Back in 2010 my family and I moved to Nashville so that I could take a new ministry position. We placed our home for sale in the Dallas/Ft. Worth metroplex, and it took almost 10 months before we got our first offer. Our house was on a cul-de-sac, close to the high school, and in a nice neighborhood.
Our realtor surprised us with his assessment of our home: it was too cluttered! He urged us to put some furniture in storage and declutter the house. Declutter?! My wife was none to happy with him for calling her house “cluttered.” It was really off-putting.

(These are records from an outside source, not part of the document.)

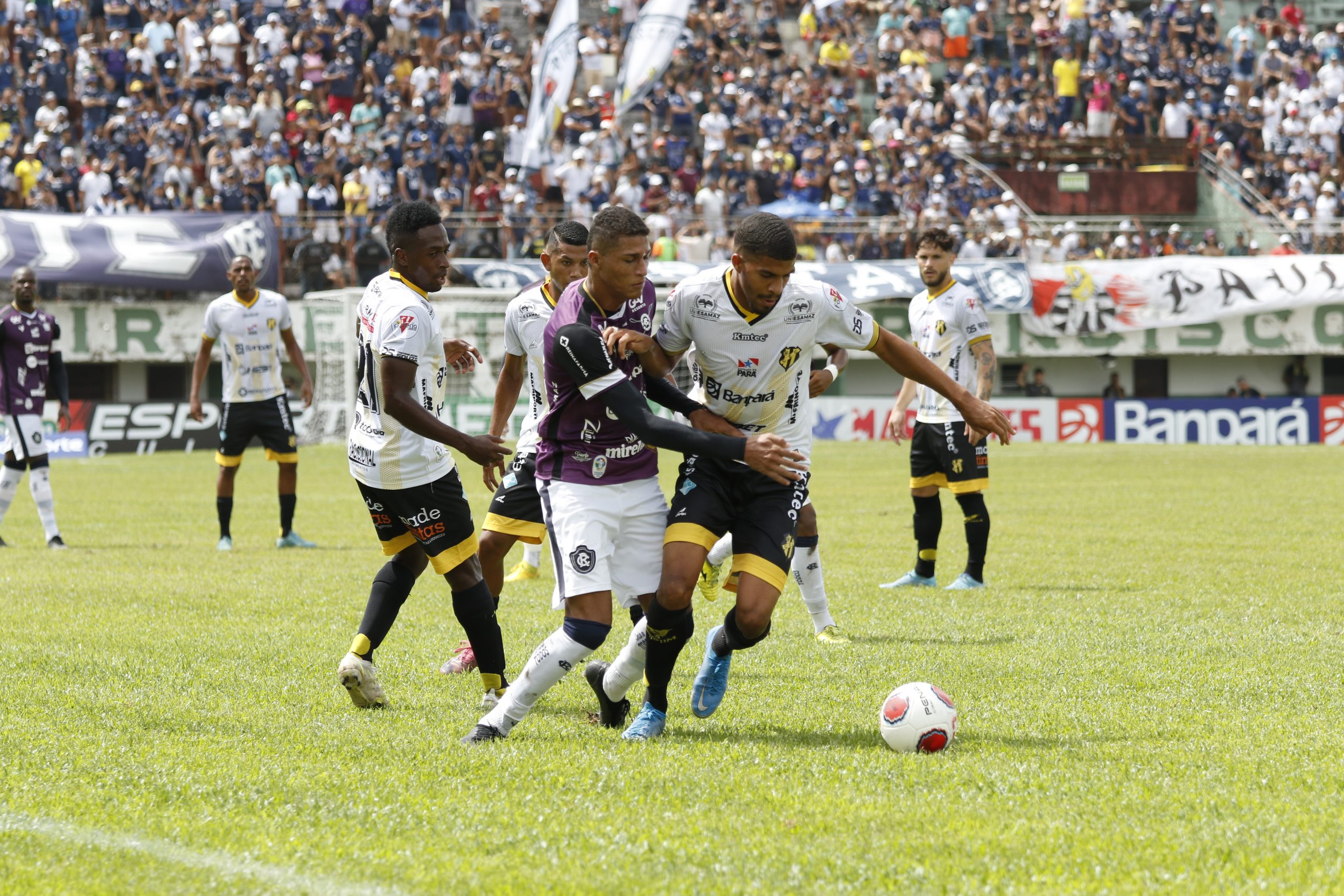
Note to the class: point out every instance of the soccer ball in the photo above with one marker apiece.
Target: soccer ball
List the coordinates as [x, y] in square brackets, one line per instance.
[918, 718]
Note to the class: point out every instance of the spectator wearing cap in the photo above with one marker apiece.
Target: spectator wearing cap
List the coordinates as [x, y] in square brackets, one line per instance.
[1065, 73]
[592, 49]
[956, 31]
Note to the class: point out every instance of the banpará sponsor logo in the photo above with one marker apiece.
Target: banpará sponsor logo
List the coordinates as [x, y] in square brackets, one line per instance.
[1175, 422]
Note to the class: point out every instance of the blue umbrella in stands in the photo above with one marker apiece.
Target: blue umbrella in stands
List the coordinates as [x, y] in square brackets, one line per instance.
[793, 207]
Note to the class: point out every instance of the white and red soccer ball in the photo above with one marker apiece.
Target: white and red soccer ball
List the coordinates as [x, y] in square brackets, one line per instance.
[918, 718]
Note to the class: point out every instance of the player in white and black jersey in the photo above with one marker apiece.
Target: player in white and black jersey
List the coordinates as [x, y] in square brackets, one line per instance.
[246, 321]
[400, 460]
[949, 325]
[515, 513]
[807, 546]
[750, 325]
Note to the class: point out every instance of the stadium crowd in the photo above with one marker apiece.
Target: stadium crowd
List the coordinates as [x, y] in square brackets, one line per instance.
[330, 113]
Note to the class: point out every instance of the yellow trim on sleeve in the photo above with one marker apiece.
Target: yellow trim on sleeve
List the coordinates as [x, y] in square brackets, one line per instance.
[522, 530]
[398, 277]
[455, 556]
[761, 568]
[398, 544]
[690, 532]
[750, 318]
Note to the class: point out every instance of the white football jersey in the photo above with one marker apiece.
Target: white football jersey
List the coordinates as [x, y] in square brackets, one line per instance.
[395, 320]
[249, 338]
[524, 324]
[944, 327]
[754, 367]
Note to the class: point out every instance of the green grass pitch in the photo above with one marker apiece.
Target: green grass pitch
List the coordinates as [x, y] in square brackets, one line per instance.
[1150, 699]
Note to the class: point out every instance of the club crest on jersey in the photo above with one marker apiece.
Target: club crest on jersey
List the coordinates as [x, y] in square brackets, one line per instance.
[800, 309]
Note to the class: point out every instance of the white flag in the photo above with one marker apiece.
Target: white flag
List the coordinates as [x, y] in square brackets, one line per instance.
[553, 80]
[648, 50]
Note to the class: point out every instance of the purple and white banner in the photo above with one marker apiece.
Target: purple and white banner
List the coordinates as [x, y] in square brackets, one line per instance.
[162, 250]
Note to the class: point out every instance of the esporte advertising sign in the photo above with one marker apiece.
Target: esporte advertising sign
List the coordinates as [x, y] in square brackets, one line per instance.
[164, 250]
[1182, 421]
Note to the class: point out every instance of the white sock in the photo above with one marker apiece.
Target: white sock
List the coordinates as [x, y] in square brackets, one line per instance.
[8, 488]
[629, 664]
[807, 573]
[39, 483]
[721, 551]
[549, 664]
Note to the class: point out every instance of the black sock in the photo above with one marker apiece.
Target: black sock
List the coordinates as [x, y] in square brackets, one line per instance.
[392, 586]
[287, 513]
[225, 508]
[928, 525]
[978, 532]
[668, 633]
[730, 636]
[475, 612]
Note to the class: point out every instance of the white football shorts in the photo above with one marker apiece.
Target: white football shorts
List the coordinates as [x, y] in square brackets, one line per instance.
[25, 436]
[605, 537]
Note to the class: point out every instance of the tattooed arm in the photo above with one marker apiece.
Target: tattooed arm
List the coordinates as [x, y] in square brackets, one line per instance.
[987, 364]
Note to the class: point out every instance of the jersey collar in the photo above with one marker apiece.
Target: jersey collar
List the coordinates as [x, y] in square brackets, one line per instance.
[398, 277]
[546, 292]
[749, 316]
[933, 294]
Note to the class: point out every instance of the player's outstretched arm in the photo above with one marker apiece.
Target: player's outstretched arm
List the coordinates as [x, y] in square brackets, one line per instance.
[296, 358]
[655, 359]
[766, 453]
[909, 362]
[819, 382]
[398, 378]
[702, 418]
[198, 376]
[987, 366]
[506, 399]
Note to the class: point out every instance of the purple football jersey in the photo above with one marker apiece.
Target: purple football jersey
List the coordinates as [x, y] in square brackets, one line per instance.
[26, 345]
[581, 441]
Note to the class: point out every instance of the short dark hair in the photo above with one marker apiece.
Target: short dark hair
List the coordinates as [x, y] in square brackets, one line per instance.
[939, 238]
[765, 234]
[570, 233]
[405, 220]
[612, 225]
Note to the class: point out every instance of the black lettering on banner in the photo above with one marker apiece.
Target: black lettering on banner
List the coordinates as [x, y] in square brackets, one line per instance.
[1230, 284]
[1178, 292]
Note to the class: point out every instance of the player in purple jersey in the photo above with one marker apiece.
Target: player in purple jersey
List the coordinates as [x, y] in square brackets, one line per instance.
[597, 473]
[30, 361]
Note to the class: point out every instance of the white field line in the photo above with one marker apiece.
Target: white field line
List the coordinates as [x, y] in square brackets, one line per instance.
[222, 863]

But when we really got honest with ourselves, we agreed the house needed to be de-cluttered. We’d grown so used to seeing the house full of “stuff,” it just didn’t register to us any more. We’d grown blind to the true condition of our house.

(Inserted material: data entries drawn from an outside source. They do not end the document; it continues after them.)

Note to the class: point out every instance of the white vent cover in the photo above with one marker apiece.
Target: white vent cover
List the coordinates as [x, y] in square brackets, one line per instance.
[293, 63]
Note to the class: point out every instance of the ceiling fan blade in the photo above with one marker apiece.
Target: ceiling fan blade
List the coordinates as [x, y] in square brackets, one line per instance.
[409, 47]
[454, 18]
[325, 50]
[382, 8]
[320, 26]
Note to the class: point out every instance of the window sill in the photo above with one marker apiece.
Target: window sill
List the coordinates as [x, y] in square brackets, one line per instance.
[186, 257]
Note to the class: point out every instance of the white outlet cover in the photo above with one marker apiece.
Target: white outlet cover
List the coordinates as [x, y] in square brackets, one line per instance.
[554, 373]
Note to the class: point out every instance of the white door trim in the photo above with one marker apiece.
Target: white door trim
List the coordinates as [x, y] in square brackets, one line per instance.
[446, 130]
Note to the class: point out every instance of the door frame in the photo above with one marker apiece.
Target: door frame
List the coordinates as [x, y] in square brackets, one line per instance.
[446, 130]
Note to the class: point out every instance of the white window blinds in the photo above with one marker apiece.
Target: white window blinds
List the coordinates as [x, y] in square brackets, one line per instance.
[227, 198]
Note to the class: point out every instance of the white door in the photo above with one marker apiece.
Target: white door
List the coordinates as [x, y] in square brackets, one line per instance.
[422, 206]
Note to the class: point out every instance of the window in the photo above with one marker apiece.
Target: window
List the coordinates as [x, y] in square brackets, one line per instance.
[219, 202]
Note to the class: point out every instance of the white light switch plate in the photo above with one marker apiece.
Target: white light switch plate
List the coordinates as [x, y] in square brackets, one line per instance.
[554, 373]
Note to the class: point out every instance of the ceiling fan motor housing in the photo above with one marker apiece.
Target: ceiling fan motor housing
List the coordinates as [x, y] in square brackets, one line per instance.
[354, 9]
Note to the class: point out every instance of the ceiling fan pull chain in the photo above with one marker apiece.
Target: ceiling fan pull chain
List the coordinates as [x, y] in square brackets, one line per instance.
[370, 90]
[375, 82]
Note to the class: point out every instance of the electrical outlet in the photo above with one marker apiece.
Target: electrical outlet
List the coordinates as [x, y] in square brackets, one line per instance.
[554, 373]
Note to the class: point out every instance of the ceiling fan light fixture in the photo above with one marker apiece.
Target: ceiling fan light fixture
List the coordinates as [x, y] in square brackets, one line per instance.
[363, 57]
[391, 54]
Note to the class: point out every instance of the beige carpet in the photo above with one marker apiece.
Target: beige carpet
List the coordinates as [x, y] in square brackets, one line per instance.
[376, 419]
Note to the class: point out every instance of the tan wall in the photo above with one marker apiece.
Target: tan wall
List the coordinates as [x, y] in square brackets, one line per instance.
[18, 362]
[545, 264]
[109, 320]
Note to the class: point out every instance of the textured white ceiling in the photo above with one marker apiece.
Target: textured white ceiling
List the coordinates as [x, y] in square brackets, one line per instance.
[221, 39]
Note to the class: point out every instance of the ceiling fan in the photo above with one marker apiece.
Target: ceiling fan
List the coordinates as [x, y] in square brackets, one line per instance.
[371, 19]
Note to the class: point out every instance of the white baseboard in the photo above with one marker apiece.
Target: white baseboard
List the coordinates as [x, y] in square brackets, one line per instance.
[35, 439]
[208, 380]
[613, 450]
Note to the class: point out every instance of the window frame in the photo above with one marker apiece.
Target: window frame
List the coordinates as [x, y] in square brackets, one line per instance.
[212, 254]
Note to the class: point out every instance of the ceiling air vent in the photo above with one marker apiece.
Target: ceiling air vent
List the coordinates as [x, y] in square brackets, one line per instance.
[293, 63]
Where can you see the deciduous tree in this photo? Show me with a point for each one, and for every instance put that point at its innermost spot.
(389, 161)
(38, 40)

The same can be true of Sunday School rooms on a church campus. We overlook the coffee stain in the carpet. Our rooms have mismatched chairs. Things are stacked over in the corner of the room. The paint on the door post is chipped. The room needs a new coat of paint. And then there is that crushed velvet picture of Jesus and the Last Supper that someone donated years ago. Rest assured that your first-time guests see all of these things. You’ve grown accustomed to them, but they stick out like a sore thumb to potential group members.

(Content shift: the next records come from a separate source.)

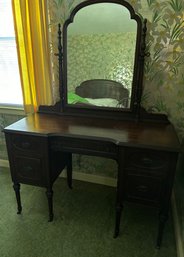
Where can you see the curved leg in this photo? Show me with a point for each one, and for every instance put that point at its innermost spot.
(49, 194)
(120, 191)
(69, 171)
(119, 208)
(16, 187)
(162, 220)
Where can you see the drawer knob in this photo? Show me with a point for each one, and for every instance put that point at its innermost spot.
(27, 169)
(147, 161)
(142, 188)
(25, 145)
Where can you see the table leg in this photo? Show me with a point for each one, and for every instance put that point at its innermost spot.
(16, 187)
(69, 170)
(162, 220)
(120, 191)
(49, 194)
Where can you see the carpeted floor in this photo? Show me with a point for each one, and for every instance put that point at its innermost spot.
(83, 224)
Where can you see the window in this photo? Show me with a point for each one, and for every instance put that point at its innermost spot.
(10, 86)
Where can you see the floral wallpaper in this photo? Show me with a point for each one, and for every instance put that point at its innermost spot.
(100, 56)
(164, 76)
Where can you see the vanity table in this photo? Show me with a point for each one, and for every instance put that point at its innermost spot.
(144, 145)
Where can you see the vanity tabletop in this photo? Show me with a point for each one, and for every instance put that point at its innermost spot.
(157, 136)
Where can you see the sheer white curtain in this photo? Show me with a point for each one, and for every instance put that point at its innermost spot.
(10, 87)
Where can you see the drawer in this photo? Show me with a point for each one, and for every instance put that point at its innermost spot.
(143, 189)
(85, 146)
(28, 170)
(27, 143)
(148, 161)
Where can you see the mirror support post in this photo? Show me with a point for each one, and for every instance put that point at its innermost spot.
(60, 60)
(143, 53)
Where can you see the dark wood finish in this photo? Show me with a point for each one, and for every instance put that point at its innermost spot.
(131, 113)
(144, 145)
(41, 145)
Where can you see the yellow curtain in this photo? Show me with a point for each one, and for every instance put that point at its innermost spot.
(30, 19)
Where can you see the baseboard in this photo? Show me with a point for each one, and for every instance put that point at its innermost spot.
(113, 182)
(177, 228)
(4, 163)
(92, 178)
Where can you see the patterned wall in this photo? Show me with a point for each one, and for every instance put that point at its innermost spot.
(100, 56)
(164, 77)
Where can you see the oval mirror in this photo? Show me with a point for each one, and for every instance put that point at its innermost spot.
(101, 48)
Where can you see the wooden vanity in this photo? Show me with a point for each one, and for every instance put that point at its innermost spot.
(144, 145)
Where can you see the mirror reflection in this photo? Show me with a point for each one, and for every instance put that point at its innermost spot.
(101, 44)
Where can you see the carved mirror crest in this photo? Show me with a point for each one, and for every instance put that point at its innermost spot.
(103, 56)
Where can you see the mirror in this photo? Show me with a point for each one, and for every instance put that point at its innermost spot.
(103, 58)
(101, 45)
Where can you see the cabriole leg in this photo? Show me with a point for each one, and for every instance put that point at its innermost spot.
(49, 194)
(69, 171)
(119, 208)
(16, 187)
(162, 220)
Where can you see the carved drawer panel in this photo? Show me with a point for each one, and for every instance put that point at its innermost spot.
(148, 161)
(79, 145)
(28, 170)
(144, 189)
(27, 143)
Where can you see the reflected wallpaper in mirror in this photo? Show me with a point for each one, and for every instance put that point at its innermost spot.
(101, 44)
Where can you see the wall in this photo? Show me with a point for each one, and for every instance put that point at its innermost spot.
(101, 48)
(164, 79)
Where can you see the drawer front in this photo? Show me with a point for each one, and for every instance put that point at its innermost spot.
(143, 189)
(147, 161)
(27, 143)
(84, 146)
(28, 170)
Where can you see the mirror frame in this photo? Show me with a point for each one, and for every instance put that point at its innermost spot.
(106, 112)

The next time you are on your church campus, take note of the following:
- Is there a sign on your classroom door that clearly tells guests what group meets in your classroom?
- Do all the chairs in your room match?
- Does your marker board need a good, thorough cleaning?
- Are there any stains in your carpet? How about runs in the carpet?
- Are all of your light fixtures working?
Try and see your meeting space through the eyes of a guest – and then take action. What do you need to address quickly? What are your guests seeing when they come to your classroom?